For purposes of this Section 9(b), no act or failure to act on Executive's part
shall be deemed "willful" unless done, or omitted to be done, by Executive not
in good faith and without reasonable belief that Executive's action of omission
was in the best interest of the Company. Notwithstanding the foregoing, with
respect to the definitions of Cause set forth in clauses (i), (ii) and (iii)
above, Executive shall not be deemed to have been terminated for Cause unless
and until the Company delivers to Executive a copy of a resolution duly adopted
by the affirmative vote of not less than three-quarters of the entire membership
of the Board (not including Executive if he shall then serve as a director) at a
meeting of the Board called and held for such purpose (after reasonable notice
to Executive and an opportunity for Executive, together with counsel, to be
heard before the Board) finding that, in the good faith opinion of the Board,
Executive engaged in conduct set forth above and specifying the particulars
thereof in reasonable detail.

      (c) Termination by Executive for Good Reason. Executive's employment
pursuant to this Agreement may terminate prior to the expiration of the Term in
the event Executive has a "Good Reason" to terminate his employment, which shall
mean the following:

            (i) Any material adverse change in Executive's status or position as
      an officer of the Company, including, without limitation, any material
      adverse change in Executive's status or position as a result of a
      diminution in Executive's duties, responsibilities or authority as of the
      Commencement Date (or any status or position to which Executive may be
      promoted after the Commencement Date) or the assignment to Executive of
      any duties or responsibilities which are inconsistent with Executive's
      status or position, or any removal of Executive from or any failure to
      reappoint or reelect Executive to such position; or

            (ii) The material breach by the Company of its obligations under
      this Agreement; or

            (iii) A reduction in Executive's annual Base Salary as the same may
      be increased from time to time; or

            (iv) The relocation of the Company's principal executive offices to
      a location more than thirty-five (35) miles from the location of such
      offices (other than a relocation


                                       8


      that results in the location of the offices in closer proximity to New
      York City) or the Company requiring Executive to be based anywhere other
      than the Company's principal executive offices, except for required travel
      substantially consistent with Executive's business obligations.

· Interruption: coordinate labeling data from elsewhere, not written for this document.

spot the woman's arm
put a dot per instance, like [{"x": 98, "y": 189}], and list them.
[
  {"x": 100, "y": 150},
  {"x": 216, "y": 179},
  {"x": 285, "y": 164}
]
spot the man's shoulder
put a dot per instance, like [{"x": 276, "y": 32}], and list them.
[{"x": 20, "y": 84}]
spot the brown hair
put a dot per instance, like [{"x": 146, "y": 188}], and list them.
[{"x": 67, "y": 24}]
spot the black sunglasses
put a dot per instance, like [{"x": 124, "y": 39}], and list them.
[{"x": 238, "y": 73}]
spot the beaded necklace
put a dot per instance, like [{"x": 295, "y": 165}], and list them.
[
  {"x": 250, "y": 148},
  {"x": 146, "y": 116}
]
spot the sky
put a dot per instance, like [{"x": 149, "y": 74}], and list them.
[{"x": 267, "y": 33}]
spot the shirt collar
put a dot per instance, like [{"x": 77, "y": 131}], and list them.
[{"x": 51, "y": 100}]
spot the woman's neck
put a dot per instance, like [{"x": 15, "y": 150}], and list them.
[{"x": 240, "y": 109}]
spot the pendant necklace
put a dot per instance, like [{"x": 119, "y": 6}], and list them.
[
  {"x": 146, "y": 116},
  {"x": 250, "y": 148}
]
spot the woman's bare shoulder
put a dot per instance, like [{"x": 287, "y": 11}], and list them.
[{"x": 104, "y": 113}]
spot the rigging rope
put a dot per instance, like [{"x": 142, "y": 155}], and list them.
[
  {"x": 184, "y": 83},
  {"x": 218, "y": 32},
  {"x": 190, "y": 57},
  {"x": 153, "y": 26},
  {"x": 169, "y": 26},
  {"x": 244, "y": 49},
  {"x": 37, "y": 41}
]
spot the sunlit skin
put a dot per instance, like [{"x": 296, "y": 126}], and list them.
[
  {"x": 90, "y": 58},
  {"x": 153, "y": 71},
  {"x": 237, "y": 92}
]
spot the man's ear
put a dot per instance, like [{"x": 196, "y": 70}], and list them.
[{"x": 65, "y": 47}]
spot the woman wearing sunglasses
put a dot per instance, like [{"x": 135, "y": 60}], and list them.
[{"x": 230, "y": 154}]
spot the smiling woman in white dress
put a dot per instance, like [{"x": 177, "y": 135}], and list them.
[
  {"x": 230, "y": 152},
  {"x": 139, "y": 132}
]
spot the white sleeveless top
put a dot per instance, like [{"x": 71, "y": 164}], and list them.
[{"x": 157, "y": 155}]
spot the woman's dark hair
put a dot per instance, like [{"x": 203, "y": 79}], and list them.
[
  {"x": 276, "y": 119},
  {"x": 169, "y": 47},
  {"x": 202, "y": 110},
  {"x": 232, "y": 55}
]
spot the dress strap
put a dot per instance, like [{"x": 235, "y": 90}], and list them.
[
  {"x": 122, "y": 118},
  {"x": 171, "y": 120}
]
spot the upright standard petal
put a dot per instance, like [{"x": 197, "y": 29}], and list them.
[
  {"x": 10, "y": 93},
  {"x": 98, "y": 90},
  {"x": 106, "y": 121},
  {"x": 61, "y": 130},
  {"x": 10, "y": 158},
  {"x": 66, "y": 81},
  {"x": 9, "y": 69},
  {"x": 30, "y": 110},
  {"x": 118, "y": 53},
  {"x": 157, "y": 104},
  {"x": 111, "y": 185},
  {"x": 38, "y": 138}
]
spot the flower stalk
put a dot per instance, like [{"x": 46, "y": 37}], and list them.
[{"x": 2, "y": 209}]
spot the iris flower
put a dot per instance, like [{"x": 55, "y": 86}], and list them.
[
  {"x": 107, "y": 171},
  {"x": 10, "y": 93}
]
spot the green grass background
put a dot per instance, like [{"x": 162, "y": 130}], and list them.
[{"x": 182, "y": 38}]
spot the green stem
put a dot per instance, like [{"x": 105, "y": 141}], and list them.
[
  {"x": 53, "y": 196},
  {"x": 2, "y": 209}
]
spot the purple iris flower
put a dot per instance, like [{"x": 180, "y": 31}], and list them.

      Prior to the Executive being permitted to terminate his employment for
Good Reason, the Company shall have sixty (60) days to cure any such alleged
breach, assignment, reduction or requirement, after Executive provides the
Company written notice of the actions or omissions constituting such breach,
assignment, reduction or requirement.

      (d) "Change of Control" Defined. "Change of Control" means the following:

            (i) "Board Change" which, for purposes of this Agreement, shall have
      occurred if, over any twenty-four month period, a majority of the seats
      (other than vacant seats) on the Company's Board were to be occupied by
      individuals who were neither (A) nominated by at least one-half (1/2) of
      the directors then in office nor (B) appointed by directors so nominated,
      but excluding, for this purpose, any such individual whose initial
      assumption of office occurs as a result of either an actual or threatened
      election contest or other actual or threatened solicitation of proxies or
      consents by or on behalf of a Person (as defined herein) other than the
      Board, or

            (ii) the acquisition by any individual, entity or group (within the
      meaning of Section 13(d)(3) or 14(d)(2) of the Securities Exchange Act of
      1934 (the "Exchange Act"), (a "Person") of beneficial ownership (within
      the meaning of Rule 13d-3 promulgated under the Exchange Act) of a
      majority of the then outstanding voting securities of the Company (the
      "Outstanding Company Voting Securities"); provided, however, that the
      following acquisitions shall not constitute a Change of Control: (A) any
      acquisition by the Company, or (B) any acquisition by any employee benefit
      plan (or related trust) sponsored or maintained by the Company or any
      corporation controlled by the Company, or (C) any public offering or
      private placement by the Company of its voting securities; or

            (iii) a merger or consolidation of the Company with another entity
      in which neither the Company nor a corporation that, prior to the merger
      or consolidation, was a subsidiary of the Company, shall be the surviving
      entity; or

            (iv) a merger or consolidation of the Company following which either
      the Company or a corporation that, prior to the merger or consolidation,
      was a subsidiary of the Company, shall be the surviving entity and a
      majority of the Outstanding Company Voting Securities is owned by a Person
      or Persons who were not "beneficial owners," as defined in Rule 13d-3 of
      the Exchange Act, of a majority of the Outstanding Company Voting
      Securities immediately prior to such merger or consolidation; or

            (v) a voluntary or involuntary liquidation of the Company; or

            (vi) a sale or disposition by the Company of at least 80% of its
      assets in a single transaction or a series of transactions (other than a
      sale or disposition of assets to a subsidiary of the Company in a
      transaction not involving a Change of Control or a change in control of
      such subsidiary).


                                       9


      Transactions in which the Executive is part of the acquiring group do not
constitute a Change of Control.

      (e) "Disabled" Defined. As used in this Agreement, the term "disabled"
means any mental or physical condition that renders Executive unable to perform
the essential functions of his position, with or without reasonable
accommodation, for a period in excess of 180 days.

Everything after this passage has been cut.